Wide turn diversity in protein transmembrane helices implications for G-protein-coupled receptor and other polytopic membrane protein structure and function.

Previously, we showed that perturbations of protein transmembrane helices are manifested as one of three types of noncanonical structures (wide turns, tight turns, and kinks), which, compared with alpha-helices, are evident by distinctive Calpha(i)-->Calpha(x) distances. In this study, we report the analysis of more than 3000 transmembrane helices in 244 crystal structures from which we identified 70 wide turns (29 proline- and 41 nonproline-induced). Based on differences in the Calpha(i)-->Calpha(i)(-4) and Calpha(i)-->Calpha(i)(-5) profiles, we show that wide turns can be subclassified into three distinct subclasses (W(1), W(2), and W(3)) that differ with regard to the number and position of backbone i --> i-5 H-bonds formed N-terminal to the perturbing or signature proline or nonproline residue. Although wide turns generally produce changes in helical direction of 20 degrees to 30 degrees and a lateral shift in the helical axis, some of the W(3) subclass are associated with changes of <5 degrees . We also show that the distinct architectural features of wide turns allow the carbonyl bond of the i-4th residue, which is located on the widened loop of a wide turn, to be directed away from the helical axis. This provides regions of flexibility within helical regions allowing, for example, unique opportunities for interhelical H-bonding, including interactions with glycine zipper motifs, and for ion and cofactor binding.
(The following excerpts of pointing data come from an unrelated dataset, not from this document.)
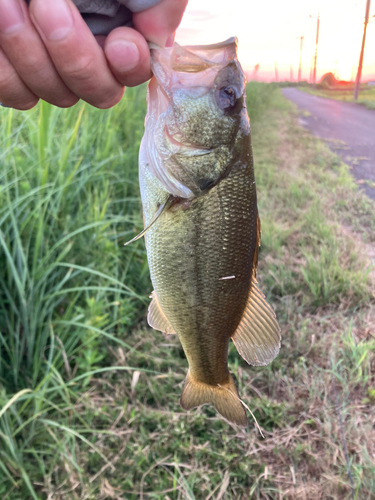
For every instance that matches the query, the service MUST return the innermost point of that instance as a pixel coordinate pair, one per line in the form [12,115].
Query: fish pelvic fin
[257,337]
[156,317]
[224,397]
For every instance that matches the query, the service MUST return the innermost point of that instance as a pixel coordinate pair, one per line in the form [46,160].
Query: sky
[268,34]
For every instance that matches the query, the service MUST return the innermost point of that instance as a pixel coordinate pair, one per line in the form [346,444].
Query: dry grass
[315,402]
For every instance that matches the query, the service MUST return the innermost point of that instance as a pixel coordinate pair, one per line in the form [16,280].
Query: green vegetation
[366,94]
[89,393]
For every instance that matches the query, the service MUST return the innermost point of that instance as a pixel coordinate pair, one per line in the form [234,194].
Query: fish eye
[226,98]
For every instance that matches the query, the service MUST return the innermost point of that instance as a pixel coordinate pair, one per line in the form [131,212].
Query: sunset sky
[268,32]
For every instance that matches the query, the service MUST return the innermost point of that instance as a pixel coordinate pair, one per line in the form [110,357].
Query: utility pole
[316,45]
[300,56]
[360,64]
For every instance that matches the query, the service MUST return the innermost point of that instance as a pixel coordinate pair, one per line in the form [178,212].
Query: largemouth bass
[202,226]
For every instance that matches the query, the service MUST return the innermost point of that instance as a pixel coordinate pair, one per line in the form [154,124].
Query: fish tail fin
[224,397]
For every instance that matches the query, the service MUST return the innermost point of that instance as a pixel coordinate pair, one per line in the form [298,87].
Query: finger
[128,56]
[26,52]
[75,53]
[13,92]
[159,22]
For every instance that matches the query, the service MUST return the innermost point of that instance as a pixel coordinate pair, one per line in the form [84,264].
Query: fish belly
[200,254]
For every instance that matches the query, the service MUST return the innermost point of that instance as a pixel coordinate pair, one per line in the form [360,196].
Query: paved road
[348,129]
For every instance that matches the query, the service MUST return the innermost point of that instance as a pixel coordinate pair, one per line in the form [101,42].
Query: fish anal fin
[257,337]
[156,317]
[224,397]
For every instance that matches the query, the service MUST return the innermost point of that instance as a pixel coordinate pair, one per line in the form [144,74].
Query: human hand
[48,52]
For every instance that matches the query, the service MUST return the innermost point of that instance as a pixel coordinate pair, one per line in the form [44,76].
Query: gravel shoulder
[348,129]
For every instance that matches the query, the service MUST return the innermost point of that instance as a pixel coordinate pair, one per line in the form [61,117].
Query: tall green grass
[69,199]
[89,395]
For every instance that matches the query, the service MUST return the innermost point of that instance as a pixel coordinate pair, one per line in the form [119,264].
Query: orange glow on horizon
[268,33]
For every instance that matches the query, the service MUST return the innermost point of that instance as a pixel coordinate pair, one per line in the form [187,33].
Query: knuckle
[110,101]
[65,102]
[25,106]
[82,69]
Furthermore, differences in wide-turn subtype usage by related protein family members, such as the G-protein-coupled receptors rhodopsin and the beta2-adrenergic receptor, can significantly affect the orientation and position of residues critical for ligand binding and receptor activation.
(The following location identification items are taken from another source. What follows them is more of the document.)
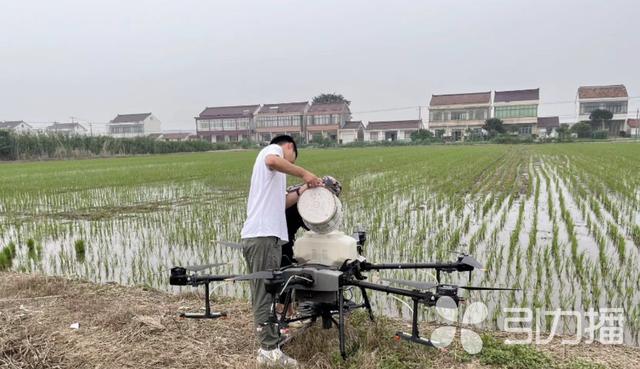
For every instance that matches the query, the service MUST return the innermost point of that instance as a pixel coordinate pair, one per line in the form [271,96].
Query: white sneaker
[275,358]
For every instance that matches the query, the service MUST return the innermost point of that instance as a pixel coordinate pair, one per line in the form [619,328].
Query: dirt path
[124,327]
Mutation of a single TMVI residue, Phe(282), in the beta(2)-adrenergic receptor results in structurally distinct activated receptor conformations.

We showed previously that Phe(303) in transmembrane segment (TM) VI of the alpha(1B)-adrenergic receptor (alpha(1B)-AR), a residue conserved in many G protein-coupled receptors (GPCRs), is critically involved in coupling agonist binding with TM helical movement and G protein activation. Here the equivalent residue, Phe(282), in the beta(2)-AR was evaluated by mutation to glycine, asparagine, alanine, or leucine. Except for F282N, which exhibits attenuated basal and maximal isoproterenol stimulation, the Phe(282) mutants display varying degrees of constitutive activity (F282L > F282A > F282G), and as shown by the results of substituted cysteine accessibility method (SCAM) studies, induce movement of endogenous cysteine(s) into the water-accessible ligand-binding pocket. For F282A, movement is confined to Cys(285) in TMVI, whereas F282L induces movement of both Cys(285) in TMVI and Cys(327) in TMVII. Further, engineered cysteine-sensor studies indicate that F282L causes movement of TMVI, both above and below an apparent kink-inducing TMVI proline (Pro(288)), whereas that due to F282A is confined to the domain below Pro(288). A plausible interpretation of these data is that receptor activation involves rigid body movement of TMVI which, because of its Pro(288)-induced kink, acts as a pivot to transduce and amplify the agonist-induced conformational change in the upper domain, to a change in the lower domain required for productive receptor-G protein coupling.